After Russia annexed large swathes of eastern Ukraine and Crimea in 2014, Western countries were quick to denounce the move by imposing economic sanctions to deter further aggression. In the country’s already beleaguered culture sector, boycotts became the de facto tool for Western curators and institutions concerned with rising tensions in Ukraine.
Nearly eight years on, as the two countries teeter on the brink of war, the US and UK announced they will impose new sanctions against Russia today after Moscow recognised Luhansk and Donetsk—two self-proclaimed regions in eastern Ukraine—as independent and ordered troops there overnight.
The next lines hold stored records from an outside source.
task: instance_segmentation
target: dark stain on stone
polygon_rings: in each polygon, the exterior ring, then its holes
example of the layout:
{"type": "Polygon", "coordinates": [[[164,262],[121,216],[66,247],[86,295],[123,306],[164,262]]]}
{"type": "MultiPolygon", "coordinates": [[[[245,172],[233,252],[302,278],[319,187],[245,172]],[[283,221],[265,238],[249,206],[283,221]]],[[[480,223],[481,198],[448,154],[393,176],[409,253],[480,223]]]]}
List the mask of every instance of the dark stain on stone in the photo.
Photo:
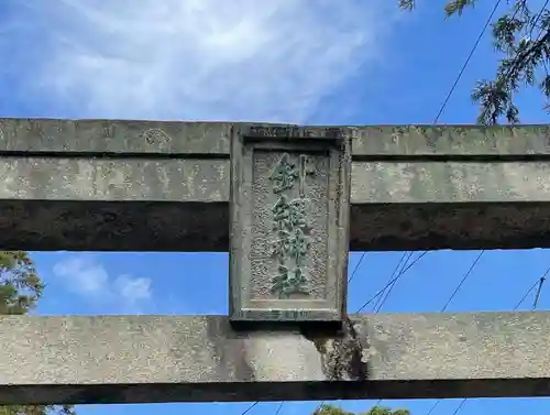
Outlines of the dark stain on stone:
{"type": "Polygon", "coordinates": [[[228,372],[234,372],[240,382],[255,382],[254,368],[250,364],[244,342],[248,334],[234,331],[227,318],[211,316],[206,319],[207,336],[218,361],[216,371],[223,372],[218,378],[227,379],[228,372]],[[228,338],[232,341],[227,341],[228,338]]]}
{"type": "Polygon", "coordinates": [[[327,332],[301,328],[301,335],[311,341],[320,354],[323,374],[329,381],[365,381],[369,379],[366,338],[358,335],[353,321],[345,318],[340,330],[327,332]]]}

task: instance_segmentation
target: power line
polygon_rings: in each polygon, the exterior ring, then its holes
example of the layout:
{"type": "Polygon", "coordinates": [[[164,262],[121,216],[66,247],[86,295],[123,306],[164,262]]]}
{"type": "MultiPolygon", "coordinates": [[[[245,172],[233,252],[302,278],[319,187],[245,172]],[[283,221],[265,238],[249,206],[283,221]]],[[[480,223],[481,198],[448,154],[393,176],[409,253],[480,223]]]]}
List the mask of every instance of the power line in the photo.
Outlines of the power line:
{"type": "MultiPolygon", "coordinates": [[[[549,0],[550,1],[550,0],[549,0]]],[[[481,255],[480,255],[481,256],[481,255]]],[[[480,256],[477,256],[476,260],[480,259],[480,256]]],[[[532,291],[535,290],[535,287],[537,287],[538,285],[538,290],[537,290],[537,293],[536,293],[536,296],[535,296],[535,299],[534,299],[534,303],[532,303],[532,307],[531,309],[535,309],[537,308],[537,305],[538,305],[538,301],[539,301],[539,297],[540,297],[540,291],[542,290],[542,284],[544,283],[546,281],[546,277],[548,275],[548,273],[550,273],[550,267],[548,267],[548,270],[544,272],[544,274],[537,279],[537,281],[535,281],[535,283],[529,287],[529,290],[527,290],[527,292],[524,294],[524,296],[521,297],[521,299],[516,304],[516,306],[514,307],[514,310],[517,310],[521,304],[525,302],[525,299],[529,296],[529,294],[532,293],[532,291]]],[[[457,415],[460,409],[462,408],[462,406],[464,406],[465,402],[468,401],[468,397],[464,397],[461,403],[459,404],[459,406],[457,406],[457,408],[454,409],[453,414],[452,415],[457,415]]],[[[428,413],[426,415],[431,415],[431,413],[433,412],[433,409],[439,405],[439,403],[441,402],[441,400],[438,400],[430,408],[430,411],[428,411],[428,413]]]]}
{"type": "Polygon", "coordinates": [[[420,259],[422,259],[424,255],[426,255],[428,253],[428,251],[424,251],[422,253],[420,253],[420,255],[418,255],[406,269],[402,270],[397,276],[395,276],[394,279],[392,279],[392,281],[389,281],[382,290],[380,290],[376,294],[374,294],[365,304],[363,304],[359,310],[356,313],[360,313],[362,312],[369,304],[371,304],[374,299],[376,299],[380,295],[382,295],[386,288],[394,284],[395,282],[397,282],[408,270],[410,270],[418,261],[420,261],[420,259]]]}
{"type": "Polygon", "coordinates": [[[260,403],[260,401],[254,402],[252,405],[250,405],[246,409],[241,415],[248,414],[254,406],[256,406],[260,403]]]}
{"type": "Polygon", "coordinates": [[[457,285],[457,288],[454,288],[453,293],[451,294],[451,296],[447,301],[447,303],[443,306],[443,308],[441,308],[441,313],[443,313],[447,309],[447,307],[449,306],[449,304],[451,304],[452,299],[454,298],[454,296],[457,295],[457,293],[460,291],[460,288],[462,287],[462,285],[465,283],[465,281],[470,277],[470,275],[472,274],[472,271],[474,270],[475,265],[477,265],[477,262],[480,262],[480,260],[481,260],[481,258],[482,258],[482,255],[484,253],[485,253],[485,250],[482,250],[480,252],[480,254],[477,255],[477,258],[472,263],[472,266],[470,266],[470,270],[468,270],[468,272],[464,274],[464,276],[462,277],[462,280],[459,283],[459,285],[457,285]]]}
{"type": "Polygon", "coordinates": [[[477,45],[480,44],[481,40],[483,39],[483,35],[485,34],[485,31],[487,30],[488,25],[491,24],[491,21],[493,20],[493,17],[495,15],[495,12],[498,9],[498,7],[501,6],[501,3],[502,3],[502,0],[497,0],[497,2],[495,3],[495,7],[493,8],[493,11],[488,15],[485,24],[483,25],[483,29],[482,29],[480,35],[477,36],[477,40],[475,41],[472,50],[470,51],[470,54],[468,55],[466,61],[464,61],[464,64],[462,65],[462,68],[460,69],[459,75],[457,76],[457,79],[454,79],[454,83],[453,83],[451,89],[449,89],[449,92],[447,94],[447,97],[446,97],[443,103],[441,105],[441,108],[439,109],[439,112],[436,116],[436,119],[433,120],[435,124],[439,121],[439,118],[443,113],[443,110],[447,107],[447,103],[449,102],[449,100],[451,99],[451,96],[453,95],[454,90],[457,89],[457,86],[459,85],[459,81],[462,78],[462,75],[464,75],[464,70],[466,70],[466,67],[470,64],[470,61],[472,59],[472,56],[474,55],[475,50],[477,48],[477,45]]]}
{"type": "Polygon", "coordinates": [[[355,273],[358,272],[359,267],[361,266],[361,263],[363,262],[365,254],[366,254],[366,252],[363,252],[361,254],[361,258],[359,259],[358,263],[355,264],[355,267],[353,269],[353,272],[351,273],[350,280],[348,280],[348,284],[351,283],[351,281],[355,276],[355,273]]]}
{"type": "MultiPolygon", "coordinates": [[[[395,274],[399,271],[399,266],[402,266],[402,263],[403,261],[405,260],[405,256],[407,256],[407,252],[405,251],[399,260],[399,262],[397,263],[397,265],[395,266],[394,269],[394,272],[392,273],[392,275],[389,275],[389,279],[388,279],[388,282],[392,281],[392,279],[395,276],[395,274]]],[[[409,262],[410,260],[410,256],[413,256],[413,252],[409,252],[409,255],[408,258],[405,260],[405,263],[403,264],[402,266],[402,270],[406,266],[407,262],[409,262]]],[[[397,281],[395,281],[388,288],[388,291],[386,292],[386,295],[383,297],[382,295],[378,296],[378,298],[376,299],[376,303],[374,304],[374,307],[373,309],[376,312],[382,308],[382,305],[386,302],[387,297],[389,296],[389,294],[392,293],[392,290],[394,290],[395,287],[395,284],[397,283],[397,281]]]]}

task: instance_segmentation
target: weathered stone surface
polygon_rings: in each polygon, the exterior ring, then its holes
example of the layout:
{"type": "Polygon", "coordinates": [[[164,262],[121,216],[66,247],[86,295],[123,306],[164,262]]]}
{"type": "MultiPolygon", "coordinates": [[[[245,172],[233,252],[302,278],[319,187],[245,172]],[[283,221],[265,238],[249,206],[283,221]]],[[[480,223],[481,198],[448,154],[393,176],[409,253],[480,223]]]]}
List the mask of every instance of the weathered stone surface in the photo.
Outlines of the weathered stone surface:
{"type": "MultiPolygon", "coordinates": [[[[200,154],[229,159],[233,125],[268,123],[0,119],[0,153],[200,154]]],[[[280,124],[277,124],[280,125],[280,124]]],[[[315,135],[321,127],[287,125],[315,135]]],[[[334,128],[332,128],[334,129],[334,128]]],[[[353,156],[517,156],[550,154],[549,125],[348,127],[353,156]]]]}
{"type": "Polygon", "coordinates": [[[221,316],[2,316],[0,404],[550,395],[548,312],[351,318],[330,335],[237,332],[221,316]]]}
{"type": "Polygon", "coordinates": [[[274,128],[233,130],[232,321],[343,318],[350,139],[319,135],[304,139],[294,130],[274,128]]]}
{"type": "MultiPolygon", "coordinates": [[[[0,245],[228,251],[232,125],[0,119],[0,245]]],[[[351,250],[550,247],[549,127],[336,130],[351,250]]]]}

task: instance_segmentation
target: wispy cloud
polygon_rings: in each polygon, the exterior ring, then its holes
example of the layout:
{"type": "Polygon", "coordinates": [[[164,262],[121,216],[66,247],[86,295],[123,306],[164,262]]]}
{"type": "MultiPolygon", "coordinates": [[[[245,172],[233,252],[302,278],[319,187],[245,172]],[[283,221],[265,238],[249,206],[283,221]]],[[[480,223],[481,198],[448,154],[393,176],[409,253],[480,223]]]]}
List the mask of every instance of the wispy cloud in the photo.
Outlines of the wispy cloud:
{"type": "Polygon", "coordinates": [[[304,121],[377,59],[396,13],[388,0],[18,4],[0,56],[50,112],[187,120],[304,121]],[[31,37],[35,47],[13,48],[31,37]]]}
{"type": "Polygon", "coordinates": [[[76,254],[57,262],[54,274],[70,292],[82,298],[117,306],[120,310],[136,310],[152,297],[151,280],[119,275],[112,279],[92,255],[76,254]]]}

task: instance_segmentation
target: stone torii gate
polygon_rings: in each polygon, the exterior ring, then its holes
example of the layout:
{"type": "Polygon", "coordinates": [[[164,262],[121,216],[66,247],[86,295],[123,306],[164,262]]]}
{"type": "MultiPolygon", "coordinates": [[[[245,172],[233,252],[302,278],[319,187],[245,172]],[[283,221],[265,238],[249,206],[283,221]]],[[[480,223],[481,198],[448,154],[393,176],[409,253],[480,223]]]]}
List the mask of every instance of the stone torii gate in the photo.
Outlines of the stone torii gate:
{"type": "Polygon", "coordinates": [[[0,317],[0,403],[548,396],[550,313],[344,307],[348,249],[550,247],[549,171],[549,127],[0,120],[3,249],[230,250],[231,285],[0,317]]]}

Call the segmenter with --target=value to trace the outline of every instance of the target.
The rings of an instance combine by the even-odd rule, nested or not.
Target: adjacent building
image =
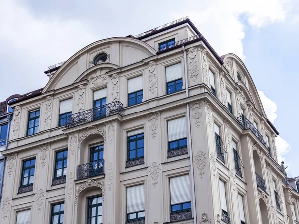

“Many of us have been feeling tremendously isolated for quite some time already,” says Ekaterina Iragui, a Moscow-based gallerist, who adds that the situation has been getting bleaker by the day. “It’s all very aggravating, especially for the Ukrainian people,” but, she says, “it’s very short-sighted to associate the entire Russian art scene with what the government is doing.”
Dmitry Vilensky, a member of the Russian art collective Chto Delat, says that since 2014, the space for political activism in Russia has become more limited, “It’s now almost impossible to protest against what is going on”. He adds: “Most people in the Russian contemporary art scene do not support the reactionary turn in Russian cultural politics and certainly do not support any military [action] and colonialism in Ukraine, but because of strict control of the public sphere, it is difficult to articulate your disagreement publicly, apart from posts on social media.”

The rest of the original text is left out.